Visiting The Deep South
Heading for the deep south? When to go, how to plan, and a possible routes for your vacation.
If you plan to visit the southern U.S., timing is everything. In the winter, there’s no snow to cover the barren trees. In the summer, the weather can be unbearably hot. So unless you like wasteland or a sauna, avoid these times. From March to May and from September to October, just when the weather is starting to get a bit better or get a lot worse in the North, southern states enjoy a warm but usually not oppressive stretch of weather.
Many guidebooks tend to neglect this part of the country, but others do it justice. The books put out by the American Automobile Association are good, plus the AAA can set you up with maps, plane tickets, and hotel reservations.
If you don’t belong to the AAA or know anyone who does, the Internet may be your best source of information. You may choose to drive, as traffic is light in all but the biggest cities, and never approaches the kind of gridlock seen in places like New York and Chicago. If you choose to fly all or part of the way, you’ll most likely end up in Atlanta or Charlotte, North Carolina. Both are great places to start, once you get out of the airport.
There’s really too much to do and see in the region to make any sort of concise list. Plan one to two days ahead and build in plenty of time for diversions and delays. They’re pretty much a national pastime south of the Mason-Dixon line. If you sit down in a diner or have car trouble, for instance, you’re sure to get help, but maybe just not right away. Be patient — the locals are just being friendly.
One suggested route is to start in Atlanta, which has enough in its museums, historical attractions, sports teams and restaurants to support an entire vacation. If you must leave, head west into Alabama, either to Birmingham or Montgomery. Both cities are proud of their history in both the Confederate years and the civil rights movement. If you head along a northern route you’ll hit yet another historic city, Jackson, Mississippi, and eventually the Mississippi Delta. U.S. 61, which runs north parallel to the river, is known as “Blues Highway,” and with good reason.

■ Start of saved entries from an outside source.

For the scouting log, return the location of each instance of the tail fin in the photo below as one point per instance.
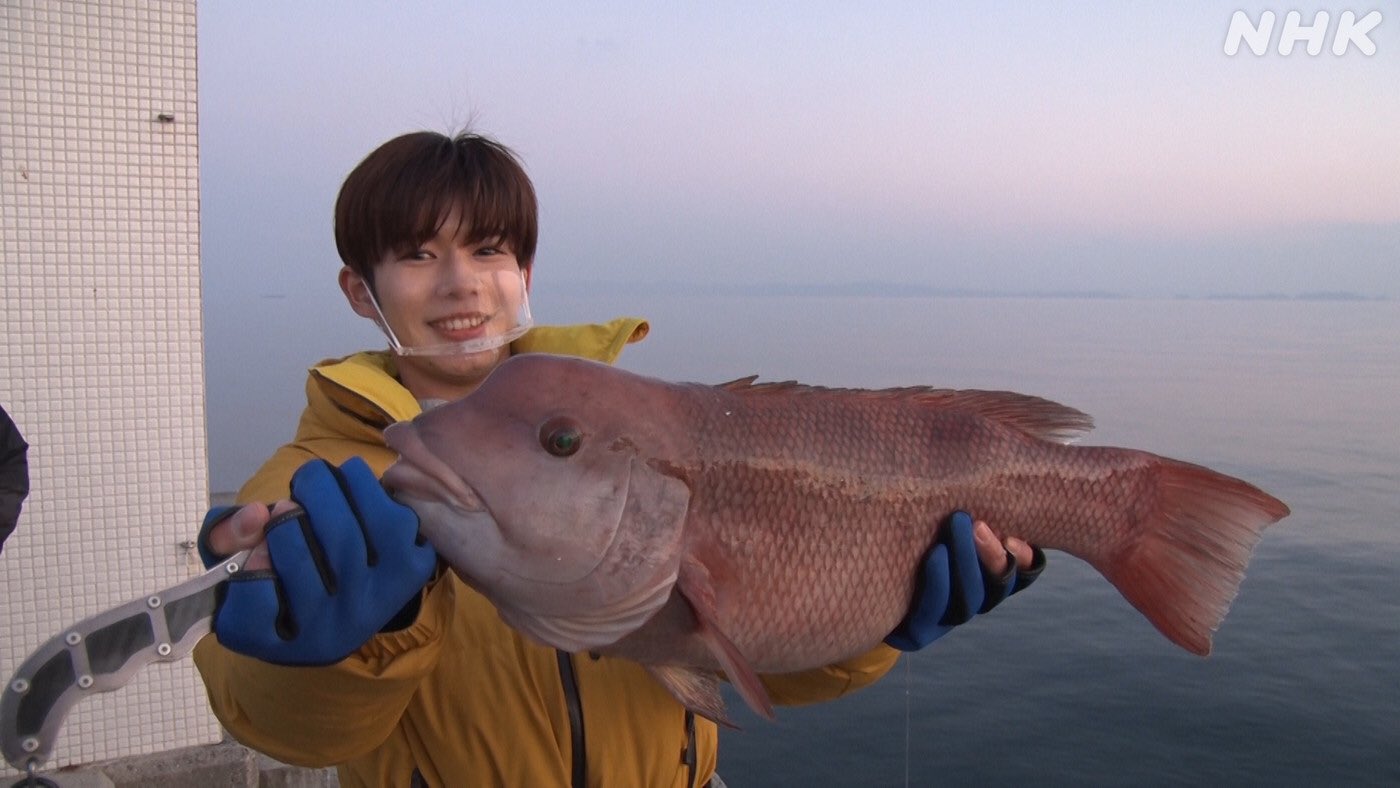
(1189, 557)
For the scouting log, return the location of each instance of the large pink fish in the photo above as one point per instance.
(756, 528)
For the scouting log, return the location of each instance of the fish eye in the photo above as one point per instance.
(560, 435)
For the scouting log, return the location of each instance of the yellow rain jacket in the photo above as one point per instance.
(458, 697)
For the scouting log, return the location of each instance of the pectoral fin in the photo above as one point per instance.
(696, 689)
(697, 589)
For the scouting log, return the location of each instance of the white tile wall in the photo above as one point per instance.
(101, 359)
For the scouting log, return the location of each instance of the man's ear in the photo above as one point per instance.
(357, 293)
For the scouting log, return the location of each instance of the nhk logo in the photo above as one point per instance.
(1348, 31)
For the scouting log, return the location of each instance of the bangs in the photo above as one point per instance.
(406, 191)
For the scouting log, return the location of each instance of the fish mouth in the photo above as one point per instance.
(419, 473)
(422, 476)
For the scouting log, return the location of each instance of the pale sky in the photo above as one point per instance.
(1096, 146)
(1008, 147)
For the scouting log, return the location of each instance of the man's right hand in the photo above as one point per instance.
(322, 580)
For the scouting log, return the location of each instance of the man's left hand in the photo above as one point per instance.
(968, 571)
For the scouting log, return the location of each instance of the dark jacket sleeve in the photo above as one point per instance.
(14, 475)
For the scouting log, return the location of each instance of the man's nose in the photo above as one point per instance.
(459, 272)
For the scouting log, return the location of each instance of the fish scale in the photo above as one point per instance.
(784, 525)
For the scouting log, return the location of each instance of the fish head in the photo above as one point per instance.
(546, 490)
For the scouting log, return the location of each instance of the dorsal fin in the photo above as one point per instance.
(1032, 414)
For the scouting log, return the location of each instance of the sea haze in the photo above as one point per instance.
(1067, 683)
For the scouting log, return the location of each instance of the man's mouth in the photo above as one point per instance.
(461, 326)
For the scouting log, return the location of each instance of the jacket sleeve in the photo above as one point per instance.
(322, 715)
(830, 682)
(326, 715)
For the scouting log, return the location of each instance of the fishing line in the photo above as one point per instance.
(909, 692)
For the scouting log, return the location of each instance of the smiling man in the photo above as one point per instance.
(342, 641)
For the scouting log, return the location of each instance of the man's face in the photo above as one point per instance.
(441, 293)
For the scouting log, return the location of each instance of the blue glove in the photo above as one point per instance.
(340, 570)
(951, 587)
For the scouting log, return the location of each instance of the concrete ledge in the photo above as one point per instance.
(227, 764)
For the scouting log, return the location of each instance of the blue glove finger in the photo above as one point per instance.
(247, 619)
(332, 536)
(930, 603)
(965, 564)
(391, 531)
(305, 578)
(343, 567)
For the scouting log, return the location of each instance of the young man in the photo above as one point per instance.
(343, 643)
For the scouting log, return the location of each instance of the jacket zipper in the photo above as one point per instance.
(576, 717)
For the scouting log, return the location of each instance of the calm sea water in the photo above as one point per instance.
(1067, 683)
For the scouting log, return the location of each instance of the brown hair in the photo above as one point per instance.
(401, 195)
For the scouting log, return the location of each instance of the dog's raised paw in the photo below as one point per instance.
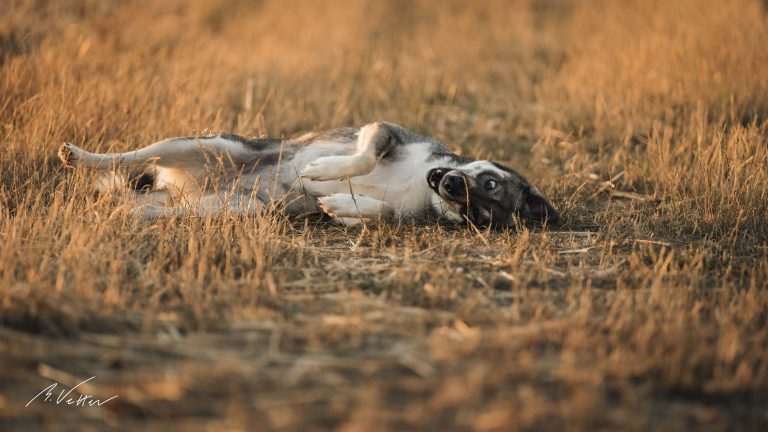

If you head along a more southern tack, down Interstate 65 to Interstate 10, you’ll go through the port city of Mobile and along the Gulf Shore. The beaches will probably entice as much as Mississippi’s casinos.
No matter which route you take, you’re bound to end up in New Orleans. Forget history for a while (but just a little while) and enjoy the South’s party capital. It’s true — the party never stops on Bourbon Street.